In February, the Center for Disease Control and Prevention’s (CDC) COVID Data Tracker released a Wastewater Surveillance tab, which tracks changes and detections of SARS-CoV-2 viral RNA levels at more than 600 testing sites across the country.
Because many people with COVID-19 shed the virus in their feces, wastewater testing can help with monitoring COVID-19 in communities. Virus levels in wastewater usually increase four to six days before clinical cases increase, so surveillance results can help communities act quickly to prevent the spread of COVID-19.
Currently, virus levels in wastewater are relatively low across the country.

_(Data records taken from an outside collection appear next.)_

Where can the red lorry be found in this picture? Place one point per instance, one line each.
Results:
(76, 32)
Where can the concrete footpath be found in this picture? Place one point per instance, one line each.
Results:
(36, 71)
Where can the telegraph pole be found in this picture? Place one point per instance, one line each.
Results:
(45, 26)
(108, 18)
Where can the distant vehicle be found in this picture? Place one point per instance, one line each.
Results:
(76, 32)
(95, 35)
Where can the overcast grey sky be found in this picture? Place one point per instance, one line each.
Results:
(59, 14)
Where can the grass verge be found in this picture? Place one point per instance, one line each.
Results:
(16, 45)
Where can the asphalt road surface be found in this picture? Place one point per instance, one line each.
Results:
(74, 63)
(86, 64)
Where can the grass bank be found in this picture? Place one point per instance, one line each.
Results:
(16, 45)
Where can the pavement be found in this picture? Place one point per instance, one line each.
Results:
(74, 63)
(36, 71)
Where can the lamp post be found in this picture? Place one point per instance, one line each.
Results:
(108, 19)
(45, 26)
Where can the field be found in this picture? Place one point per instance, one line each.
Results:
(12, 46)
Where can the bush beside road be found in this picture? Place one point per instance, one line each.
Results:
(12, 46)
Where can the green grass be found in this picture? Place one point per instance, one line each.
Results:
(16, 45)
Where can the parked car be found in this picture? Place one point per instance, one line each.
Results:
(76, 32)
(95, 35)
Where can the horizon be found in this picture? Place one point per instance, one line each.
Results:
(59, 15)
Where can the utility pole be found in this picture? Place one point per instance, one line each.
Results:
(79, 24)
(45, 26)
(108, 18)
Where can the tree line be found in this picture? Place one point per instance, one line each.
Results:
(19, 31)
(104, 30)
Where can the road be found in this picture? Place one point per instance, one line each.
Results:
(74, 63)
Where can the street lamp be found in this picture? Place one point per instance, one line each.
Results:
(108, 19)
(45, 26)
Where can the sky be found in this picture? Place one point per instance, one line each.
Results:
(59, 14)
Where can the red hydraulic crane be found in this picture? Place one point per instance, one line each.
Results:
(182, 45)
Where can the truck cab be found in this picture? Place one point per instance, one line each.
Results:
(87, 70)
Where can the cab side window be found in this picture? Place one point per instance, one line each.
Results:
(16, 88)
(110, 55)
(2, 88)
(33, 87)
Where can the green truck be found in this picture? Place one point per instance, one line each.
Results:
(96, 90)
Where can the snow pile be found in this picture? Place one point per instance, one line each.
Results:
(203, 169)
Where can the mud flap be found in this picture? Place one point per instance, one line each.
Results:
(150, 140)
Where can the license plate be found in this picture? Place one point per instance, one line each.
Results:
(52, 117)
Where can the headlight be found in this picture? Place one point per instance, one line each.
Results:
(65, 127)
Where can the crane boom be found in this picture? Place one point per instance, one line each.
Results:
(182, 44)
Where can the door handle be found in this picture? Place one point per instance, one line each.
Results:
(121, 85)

More than half of all sites reporting wastewater data are experiencing a decrease in SARS-CoV-2 levels, but some have reported a modest uptick. These upticks may reflect minor increases from very low levels to levels that are still low. It’s important to note that even a small increase when levels are very low can appear like a dramatic increase in the percent change. However, there is a possibility that some communities might start to see an increase in COVID-19 cases. This could happen for a variety of reasons, like waning immunity, new circulating strains, and eased prevention strategies.
Right now, it’s too early to know if we’ll see a corresponding increase in reported cases across the country. Wastewater data are meant to be used with other COVID-19 surveillance data. CDC encourages local public health officials to watch for sustained increasing levels of the virus in wastewater, and to use wastewater surveillance data with other kinds of data to inform their decisions. CDC continues to encourage people to use COVID-19 Community Levels to find out what actions they should take to protect themselves and others. The whole community can be safe only when we all take steps to protect each other.